According to meteorologists, the air over the Antarctica has hit record icy levels not typical with this time of the year

An extremely cold polar vortex sitting over the Antarctica is likely to have serious effects on Australia’s weather pattern during summer.

According to meteorologists, the air over the Antarctica has hit record icy levels not typical with this time of the year, and this comes in the aftermath of varying weather patterns experienced in several parts of the country in recent weeks.

Besides the ongoing La Nina conditions, this lingering polar vortex is set to deliver above average rains and less extreme heat in the months ahead.

Ben Domensino, a Weatherzone meteorologist noted that the daily weather being witnessed in Australia was being caused by interactions between the low and high pressure systems closer to the Earth’s surface.

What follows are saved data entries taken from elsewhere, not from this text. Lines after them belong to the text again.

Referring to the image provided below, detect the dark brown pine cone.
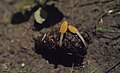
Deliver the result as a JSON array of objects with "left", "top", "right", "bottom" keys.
[{"left": 35, "top": 28, "right": 91, "bottom": 57}]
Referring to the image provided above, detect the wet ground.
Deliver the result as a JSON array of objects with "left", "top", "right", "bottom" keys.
[{"left": 0, "top": 0, "right": 120, "bottom": 73}]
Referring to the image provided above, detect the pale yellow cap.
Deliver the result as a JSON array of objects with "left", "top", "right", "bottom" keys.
[
  {"left": 68, "top": 25, "right": 78, "bottom": 33},
  {"left": 60, "top": 21, "right": 68, "bottom": 33}
]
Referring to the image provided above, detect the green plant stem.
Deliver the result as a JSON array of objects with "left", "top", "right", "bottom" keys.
[
  {"left": 96, "top": 8, "right": 120, "bottom": 33},
  {"left": 96, "top": 27, "right": 120, "bottom": 33}
]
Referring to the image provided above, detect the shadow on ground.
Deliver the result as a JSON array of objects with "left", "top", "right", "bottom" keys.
[
  {"left": 34, "top": 38, "right": 86, "bottom": 68},
  {"left": 11, "top": 4, "right": 39, "bottom": 24},
  {"left": 11, "top": 4, "right": 64, "bottom": 31}
]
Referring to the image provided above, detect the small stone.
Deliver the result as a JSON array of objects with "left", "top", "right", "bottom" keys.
[
  {"left": 10, "top": 39, "right": 14, "bottom": 43},
  {"left": 2, "top": 63, "right": 10, "bottom": 72},
  {"left": 21, "top": 63, "right": 25, "bottom": 68}
]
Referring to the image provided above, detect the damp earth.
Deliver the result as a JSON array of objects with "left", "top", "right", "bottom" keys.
[{"left": 0, "top": 0, "right": 120, "bottom": 73}]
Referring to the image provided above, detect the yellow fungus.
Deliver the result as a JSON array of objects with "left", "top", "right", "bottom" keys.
[
  {"left": 68, "top": 25, "right": 78, "bottom": 33},
  {"left": 59, "top": 20, "right": 68, "bottom": 47},
  {"left": 68, "top": 25, "right": 87, "bottom": 48},
  {"left": 60, "top": 21, "right": 68, "bottom": 33}
]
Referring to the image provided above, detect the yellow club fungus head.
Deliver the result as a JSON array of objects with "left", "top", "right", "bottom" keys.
[
  {"left": 60, "top": 21, "right": 68, "bottom": 33},
  {"left": 68, "top": 25, "right": 78, "bottom": 33}
]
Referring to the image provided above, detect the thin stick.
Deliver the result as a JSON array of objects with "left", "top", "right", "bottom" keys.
[
  {"left": 105, "top": 61, "right": 120, "bottom": 73},
  {"left": 70, "top": 63, "right": 74, "bottom": 73},
  {"left": 90, "top": 64, "right": 106, "bottom": 73},
  {"left": 42, "top": 33, "right": 47, "bottom": 41}
]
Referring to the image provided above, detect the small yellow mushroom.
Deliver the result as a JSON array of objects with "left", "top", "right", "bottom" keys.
[
  {"left": 68, "top": 25, "right": 87, "bottom": 48},
  {"left": 59, "top": 20, "right": 68, "bottom": 47}
]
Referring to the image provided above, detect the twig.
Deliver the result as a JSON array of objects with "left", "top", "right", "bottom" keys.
[
  {"left": 90, "top": 64, "right": 107, "bottom": 73},
  {"left": 70, "top": 63, "right": 74, "bottom": 73},
  {"left": 105, "top": 61, "right": 120, "bottom": 73}
]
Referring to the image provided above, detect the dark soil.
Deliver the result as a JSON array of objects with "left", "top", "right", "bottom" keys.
[{"left": 0, "top": 0, "right": 120, "bottom": 73}]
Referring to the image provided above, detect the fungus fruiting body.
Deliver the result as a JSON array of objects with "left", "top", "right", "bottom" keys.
[
  {"left": 68, "top": 25, "right": 87, "bottom": 48},
  {"left": 59, "top": 21, "right": 68, "bottom": 47}
]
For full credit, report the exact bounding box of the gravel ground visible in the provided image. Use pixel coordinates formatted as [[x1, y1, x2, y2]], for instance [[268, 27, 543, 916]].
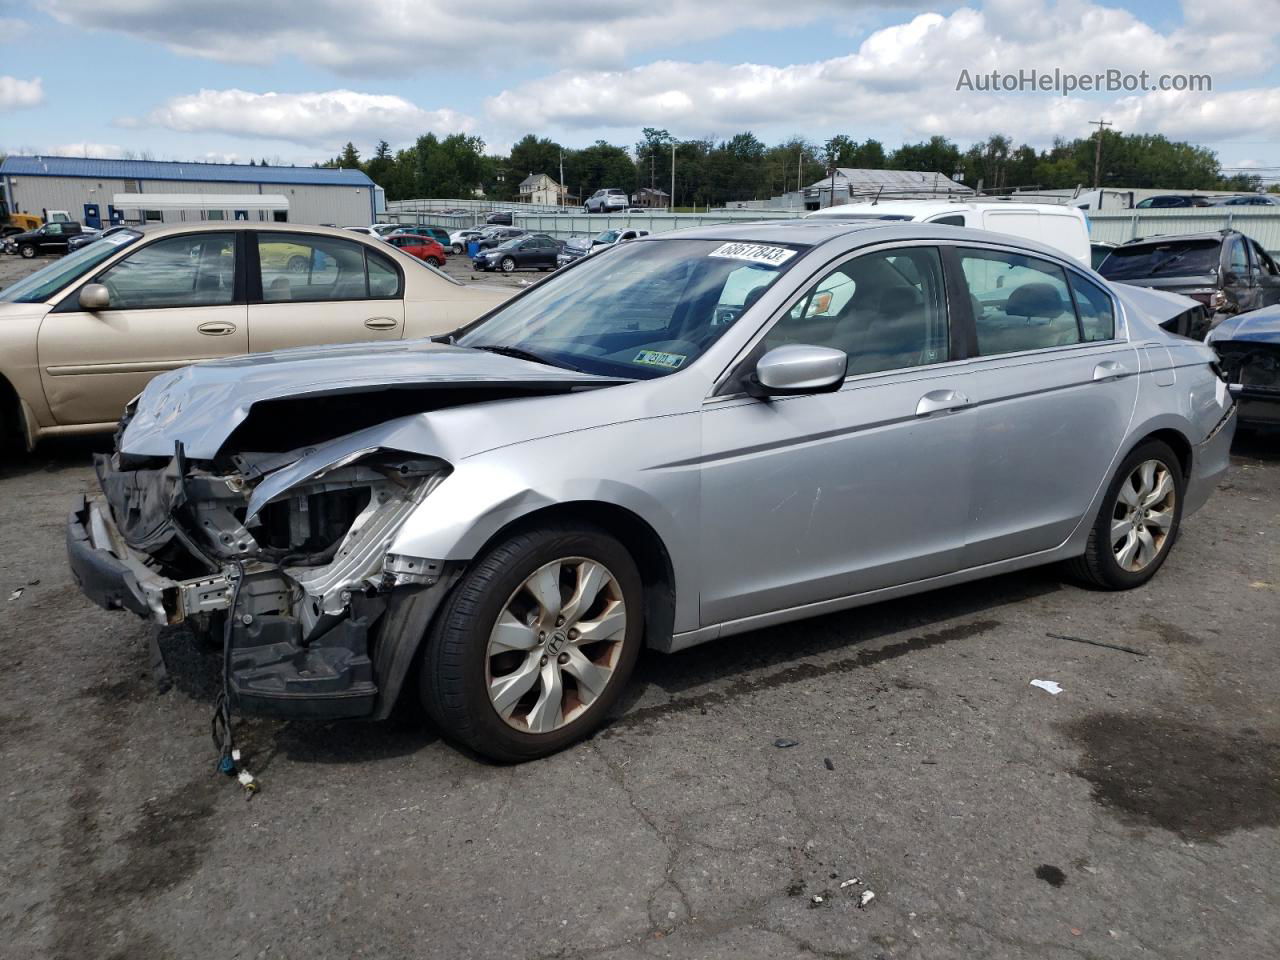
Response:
[[1, 251, 1279, 960]]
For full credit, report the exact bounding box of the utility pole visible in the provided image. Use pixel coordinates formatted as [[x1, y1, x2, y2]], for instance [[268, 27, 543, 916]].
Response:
[[1089, 118, 1112, 188], [671, 139, 676, 210]]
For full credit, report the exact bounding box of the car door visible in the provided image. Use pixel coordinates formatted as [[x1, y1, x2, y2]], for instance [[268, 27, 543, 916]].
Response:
[[38, 223, 66, 253], [1249, 239, 1280, 308], [37, 230, 248, 425], [247, 231, 405, 352], [699, 244, 974, 625], [952, 245, 1139, 566], [1223, 234, 1256, 312]]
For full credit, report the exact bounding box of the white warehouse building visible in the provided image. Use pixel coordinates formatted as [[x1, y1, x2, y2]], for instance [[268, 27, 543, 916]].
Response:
[[0, 155, 381, 229]]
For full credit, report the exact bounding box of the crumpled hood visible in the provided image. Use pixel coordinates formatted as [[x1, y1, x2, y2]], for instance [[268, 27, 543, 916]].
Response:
[[120, 338, 623, 460], [1207, 305, 1280, 345]]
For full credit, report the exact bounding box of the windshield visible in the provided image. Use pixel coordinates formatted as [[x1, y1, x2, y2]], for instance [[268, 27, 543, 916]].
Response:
[[457, 238, 805, 379], [1099, 239, 1220, 281], [595, 230, 620, 244], [0, 229, 141, 303]]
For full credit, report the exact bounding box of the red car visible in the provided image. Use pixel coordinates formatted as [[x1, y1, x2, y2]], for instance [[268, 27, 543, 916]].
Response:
[[386, 233, 448, 267]]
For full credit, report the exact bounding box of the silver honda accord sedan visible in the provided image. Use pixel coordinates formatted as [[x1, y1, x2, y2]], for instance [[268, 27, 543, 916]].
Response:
[[69, 220, 1236, 761]]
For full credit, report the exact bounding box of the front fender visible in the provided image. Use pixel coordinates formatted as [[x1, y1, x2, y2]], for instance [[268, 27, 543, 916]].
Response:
[[387, 416, 702, 632]]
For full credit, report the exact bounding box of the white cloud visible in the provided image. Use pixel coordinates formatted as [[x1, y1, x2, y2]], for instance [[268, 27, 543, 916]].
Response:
[[127, 89, 475, 150], [47, 141, 125, 157], [0, 17, 31, 41], [484, 0, 1280, 147], [0, 74, 42, 110], [40, 0, 915, 72]]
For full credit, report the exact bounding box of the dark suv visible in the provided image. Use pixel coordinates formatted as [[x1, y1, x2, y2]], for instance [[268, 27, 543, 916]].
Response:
[[2, 220, 89, 258], [1098, 229, 1280, 336]]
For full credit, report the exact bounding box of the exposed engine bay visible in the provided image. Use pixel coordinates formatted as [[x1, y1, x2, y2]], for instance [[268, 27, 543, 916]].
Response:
[[73, 439, 456, 720]]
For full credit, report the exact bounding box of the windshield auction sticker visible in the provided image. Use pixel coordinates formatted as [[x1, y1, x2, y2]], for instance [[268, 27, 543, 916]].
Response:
[[708, 242, 797, 266], [633, 349, 687, 369]]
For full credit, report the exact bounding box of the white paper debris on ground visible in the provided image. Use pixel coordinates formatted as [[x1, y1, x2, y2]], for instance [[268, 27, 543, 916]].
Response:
[[1030, 679, 1063, 695], [7, 588, 22, 601], [839, 878, 861, 889], [858, 890, 876, 908], [811, 895, 824, 904]]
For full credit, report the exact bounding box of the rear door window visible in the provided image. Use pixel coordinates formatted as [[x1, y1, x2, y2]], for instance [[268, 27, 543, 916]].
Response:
[[958, 247, 1081, 355], [257, 233, 397, 302]]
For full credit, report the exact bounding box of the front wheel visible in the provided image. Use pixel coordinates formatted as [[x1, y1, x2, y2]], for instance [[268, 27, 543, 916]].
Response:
[[501, 256, 516, 273], [420, 523, 643, 761], [452, 243, 463, 254], [1067, 439, 1185, 589], [19, 244, 36, 259]]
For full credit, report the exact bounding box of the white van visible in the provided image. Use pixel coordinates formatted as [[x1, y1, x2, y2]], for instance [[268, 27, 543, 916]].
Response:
[[805, 200, 1090, 265]]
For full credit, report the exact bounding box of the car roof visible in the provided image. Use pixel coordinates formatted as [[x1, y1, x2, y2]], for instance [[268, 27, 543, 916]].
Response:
[[1116, 231, 1232, 248], [648, 219, 1090, 266], [805, 199, 1084, 218]]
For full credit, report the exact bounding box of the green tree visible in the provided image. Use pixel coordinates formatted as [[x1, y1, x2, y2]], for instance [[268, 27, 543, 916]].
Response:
[[889, 136, 962, 176], [338, 141, 361, 168]]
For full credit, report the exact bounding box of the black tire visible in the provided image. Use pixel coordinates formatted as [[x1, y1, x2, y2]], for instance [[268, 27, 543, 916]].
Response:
[[426, 256, 442, 267], [19, 243, 36, 259], [420, 522, 644, 762], [1066, 439, 1185, 589], [452, 243, 463, 254], [501, 257, 516, 273], [287, 255, 309, 272]]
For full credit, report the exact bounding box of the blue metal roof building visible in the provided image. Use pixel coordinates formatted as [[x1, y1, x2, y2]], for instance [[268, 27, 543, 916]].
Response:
[[0, 155, 373, 187], [1, 155, 379, 227]]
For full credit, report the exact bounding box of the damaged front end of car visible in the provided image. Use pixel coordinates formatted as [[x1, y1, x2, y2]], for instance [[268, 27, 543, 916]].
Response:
[[68, 439, 458, 719]]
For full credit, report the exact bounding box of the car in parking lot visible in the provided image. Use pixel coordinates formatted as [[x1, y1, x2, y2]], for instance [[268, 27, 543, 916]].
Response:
[[66, 219, 1235, 761], [449, 227, 487, 254], [4, 220, 94, 258], [473, 233, 560, 272], [391, 225, 452, 248], [473, 226, 527, 251], [1135, 195, 1213, 208], [1212, 194, 1280, 206], [584, 188, 628, 214], [1098, 229, 1280, 332], [0, 222, 508, 448], [385, 233, 449, 266], [67, 224, 129, 253]]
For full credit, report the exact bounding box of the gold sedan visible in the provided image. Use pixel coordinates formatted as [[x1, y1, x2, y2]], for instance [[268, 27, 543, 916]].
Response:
[[0, 222, 510, 449]]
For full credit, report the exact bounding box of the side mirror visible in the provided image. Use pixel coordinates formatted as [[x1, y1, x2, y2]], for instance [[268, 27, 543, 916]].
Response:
[[746, 344, 848, 399], [79, 283, 111, 311]]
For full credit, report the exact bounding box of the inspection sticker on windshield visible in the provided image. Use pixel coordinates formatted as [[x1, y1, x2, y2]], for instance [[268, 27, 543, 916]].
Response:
[[634, 349, 687, 369], [708, 242, 797, 266]]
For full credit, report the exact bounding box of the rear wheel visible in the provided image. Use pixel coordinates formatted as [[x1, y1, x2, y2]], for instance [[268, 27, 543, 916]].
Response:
[[452, 243, 463, 254], [287, 255, 309, 272], [420, 523, 643, 762], [426, 256, 442, 267], [1067, 439, 1185, 589]]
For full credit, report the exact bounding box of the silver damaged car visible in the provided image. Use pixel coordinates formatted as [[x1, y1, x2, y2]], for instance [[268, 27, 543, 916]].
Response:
[[68, 221, 1237, 760]]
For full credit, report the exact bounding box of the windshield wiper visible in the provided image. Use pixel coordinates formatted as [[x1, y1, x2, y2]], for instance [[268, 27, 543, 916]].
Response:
[[470, 343, 583, 372], [1145, 250, 1195, 276]]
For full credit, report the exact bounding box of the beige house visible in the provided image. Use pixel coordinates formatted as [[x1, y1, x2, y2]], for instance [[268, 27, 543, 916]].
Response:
[[518, 173, 572, 206]]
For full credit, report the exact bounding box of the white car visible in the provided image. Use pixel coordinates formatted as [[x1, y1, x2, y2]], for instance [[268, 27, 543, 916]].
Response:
[[584, 189, 629, 214], [806, 200, 1090, 265]]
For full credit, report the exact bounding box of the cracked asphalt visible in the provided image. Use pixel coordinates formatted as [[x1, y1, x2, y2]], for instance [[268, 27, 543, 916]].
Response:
[[2, 253, 1279, 960], [0, 431, 1276, 960]]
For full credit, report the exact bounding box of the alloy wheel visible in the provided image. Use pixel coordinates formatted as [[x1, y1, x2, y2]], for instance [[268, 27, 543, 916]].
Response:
[[501, 257, 515, 272], [486, 557, 627, 734], [1111, 459, 1176, 572]]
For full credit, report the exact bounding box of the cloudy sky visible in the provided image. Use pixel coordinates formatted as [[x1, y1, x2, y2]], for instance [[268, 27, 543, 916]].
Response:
[[0, 0, 1277, 170]]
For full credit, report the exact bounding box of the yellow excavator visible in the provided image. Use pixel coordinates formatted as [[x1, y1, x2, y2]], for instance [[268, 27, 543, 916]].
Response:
[[1, 200, 42, 238]]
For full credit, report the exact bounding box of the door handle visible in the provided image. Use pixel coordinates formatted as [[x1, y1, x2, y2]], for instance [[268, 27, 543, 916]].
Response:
[[1092, 360, 1128, 381], [197, 321, 237, 336], [364, 317, 399, 330], [915, 389, 971, 416]]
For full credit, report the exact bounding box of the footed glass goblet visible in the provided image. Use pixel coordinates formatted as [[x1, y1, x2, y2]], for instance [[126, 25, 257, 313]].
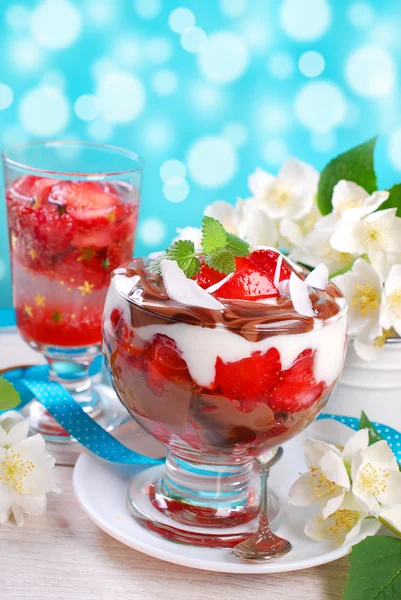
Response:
[[3, 141, 142, 441], [102, 257, 347, 547]]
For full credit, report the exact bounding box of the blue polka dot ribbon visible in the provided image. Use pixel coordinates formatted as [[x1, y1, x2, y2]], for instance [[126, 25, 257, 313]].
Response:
[[317, 413, 401, 463], [1, 365, 162, 466]]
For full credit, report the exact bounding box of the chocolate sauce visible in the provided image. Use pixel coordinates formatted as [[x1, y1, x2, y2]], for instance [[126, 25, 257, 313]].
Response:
[[112, 258, 343, 342]]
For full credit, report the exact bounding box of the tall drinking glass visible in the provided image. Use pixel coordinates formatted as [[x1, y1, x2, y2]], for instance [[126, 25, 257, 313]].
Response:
[[3, 141, 142, 441]]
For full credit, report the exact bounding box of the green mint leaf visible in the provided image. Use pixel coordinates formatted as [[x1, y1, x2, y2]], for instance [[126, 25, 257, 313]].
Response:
[[147, 253, 167, 275], [165, 240, 201, 278], [225, 233, 249, 257], [329, 259, 357, 279], [0, 378, 21, 411], [201, 216, 227, 255], [378, 183, 401, 216], [358, 410, 384, 445], [205, 249, 236, 275], [343, 536, 401, 600], [317, 137, 378, 216]]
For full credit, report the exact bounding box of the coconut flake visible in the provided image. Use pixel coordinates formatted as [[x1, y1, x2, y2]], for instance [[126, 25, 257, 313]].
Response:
[[273, 254, 283, 289], [206, 272, 234, 294], [305, 263, 329, 290], [161, 260, 224, 310], [277, 279, 290, 296], [289, 272, 315, 317]]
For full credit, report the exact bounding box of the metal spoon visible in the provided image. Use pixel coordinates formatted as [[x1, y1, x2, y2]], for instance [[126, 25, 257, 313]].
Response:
[[233, 447, 292, 561]]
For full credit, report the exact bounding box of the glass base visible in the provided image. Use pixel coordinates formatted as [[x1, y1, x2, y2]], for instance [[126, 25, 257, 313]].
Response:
[[126, 461, 281, 548]]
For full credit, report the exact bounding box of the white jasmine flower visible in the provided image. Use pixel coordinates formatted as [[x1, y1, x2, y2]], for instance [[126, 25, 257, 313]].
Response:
[[380, 264, 401, 336], [304, 491, 381, 546], [204, 199, 244, 234], [0, 430, 59, 526], [0, 411, 28, 448], [332, 258, 383, 361], [351, 440, 401, 513], [240, 201, 279, 247], [172, 226, 202, 251], [377, 504, 401, 535], [279, 201, 321, 251], [248, 158, 319, 221], [289, 430, 368, 518], [330, 208, 401, 280]]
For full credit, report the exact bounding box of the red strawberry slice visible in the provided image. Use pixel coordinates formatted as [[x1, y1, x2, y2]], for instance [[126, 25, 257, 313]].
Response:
[[49, 181, 118, 214], [9, 175, 57, 205], [146, 334, 191, 384], [249, 249, 293, 282], [266, 349, 325, 413], [216, 260, 279, 300], [196, 263, 225, 289], [214, 348, 281, 411]]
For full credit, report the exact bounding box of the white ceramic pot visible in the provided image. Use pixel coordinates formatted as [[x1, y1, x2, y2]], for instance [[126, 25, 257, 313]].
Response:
[[326, 339, 401, 432]]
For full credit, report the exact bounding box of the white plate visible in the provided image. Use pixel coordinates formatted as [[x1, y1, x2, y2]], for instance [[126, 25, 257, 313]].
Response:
[[73, 419, 363, 574]]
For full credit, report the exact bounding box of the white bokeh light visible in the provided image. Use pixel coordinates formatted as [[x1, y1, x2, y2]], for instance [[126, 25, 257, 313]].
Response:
[[19, 85, 70, 137], [258, 104, 289, 132], [280, 0, 331, 41], [311, 131, 337, 152], [31, 0, 81, 50], [295, 81, 347, 133], [113, 36, 141, 66], [134, 0, 161, 20], [373, 23, 398, 46], [160, 159, 187, 182], [40, 70, 66, 89], [187, 136, 237, 188], [181, 27, 207, 53], [299, 51, 325, 78], [222, 122, 248, 148], [267, 52, 294, 79], [142, 119, 173, 150], [220, 0, 247, 17], [74, 94, 100, 121], [263, 139, 289, 166], [145, 38, 173, 63], [151, 70, 178, 96], [96, 71, 146, 123], [345, 45, 395, 98], [347, 2, 375, 28], [388, 128, 401, 171], [163, 177, 190, 203], [10, 39, 44, 72], [0, 85, 14, 110], [190, 82, 225, 113], [169, 7, 195, 34], [91, 58, 117, 80], [86, 1, 116, 26], [86, 119, 114, 142], [5, 4, 31, 31], [198, 32, 248, 84], [241, 21, 270, 52], [139, 218, 167, 246]]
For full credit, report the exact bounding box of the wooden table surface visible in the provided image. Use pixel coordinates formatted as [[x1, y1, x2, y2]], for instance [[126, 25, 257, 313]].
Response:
[[0, 331, 349, 600]]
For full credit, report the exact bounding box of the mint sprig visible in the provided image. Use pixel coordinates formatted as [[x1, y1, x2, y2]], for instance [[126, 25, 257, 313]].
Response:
[[148, 216, 249, 277]]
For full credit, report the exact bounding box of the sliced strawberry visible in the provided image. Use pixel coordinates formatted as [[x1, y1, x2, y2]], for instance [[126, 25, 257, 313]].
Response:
[[266, 350, 325, 413], [249, 249, 293, 282], [9, 175, 57, 205], [214, 348, 281, 410], [48, 181, 118, 213], [216, 261, 279, 300], [196, 263, 225, 289], [146, 334, 191, 384]]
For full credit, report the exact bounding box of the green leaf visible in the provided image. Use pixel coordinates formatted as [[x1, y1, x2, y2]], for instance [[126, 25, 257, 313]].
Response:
[[358, 410, 384, 445], [165, 240, 201, 278], [201, 216, 227, 254], [329, 259, 357, 280], [0, 378, 21, 411], [205, 249, 236, 275], [317, 137, 378, 216], [225, 233, 249, 257], [343, 536, 401, 600], [379, 183, 401, 216]]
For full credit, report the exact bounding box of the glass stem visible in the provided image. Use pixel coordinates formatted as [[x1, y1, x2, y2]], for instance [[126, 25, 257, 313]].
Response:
[[259, 468, 270, 518], [45, 355, 101, 413]]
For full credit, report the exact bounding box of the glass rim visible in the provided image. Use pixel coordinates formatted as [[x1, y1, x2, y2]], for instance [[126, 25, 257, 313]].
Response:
[[110, 258, 348, 330], [2, 140, 143, 177]]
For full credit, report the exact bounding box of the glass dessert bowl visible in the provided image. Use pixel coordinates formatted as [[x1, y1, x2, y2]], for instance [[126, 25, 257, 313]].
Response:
[[102, 249, 347, 546], [4, 141, 142, 440]]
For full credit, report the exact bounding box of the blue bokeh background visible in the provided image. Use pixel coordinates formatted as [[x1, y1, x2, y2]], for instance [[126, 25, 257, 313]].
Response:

As air moves from high-pressured areas to low-pressured regions, the event delivers rainfall and clouds.

Meteorologists are warning that abnormal activities in the Antarctica are affecting these systems, and in turn impacting Australia’s summer.

This stack of cold air is covered by a ring of strong westerly winds forming the polar vortex.

“In a typical year, the polar vortex peaks in winter and breaks down in spring as sunlight returns to the South Pole and the air in the stratosphere warms up,” Mr Domensino said.

“However, this year, the vortex has persisted well into November at an unprecedented strength.”

This is the main reason why peak temperatures have remained below average in most parts of southeastern Australia in the last two weeks.

“There was a particularly cool spell last Thursday, which produced Sydney’s coldest November day in 26 years,” Mr Domensino added.

In conclusion, Mr Domensino stated that though not all regions in Australia have witnessed an increase in wet weather, several areas in eastern NSW had already surpassed the average November rainfall just a third of the days into the month.

While this may signify a wetter summer, he alleged that the strong vortex arriving alongside the La Nina and other major climate drivers was set to stem the impending fire season by bringing in more drought-relieving showers.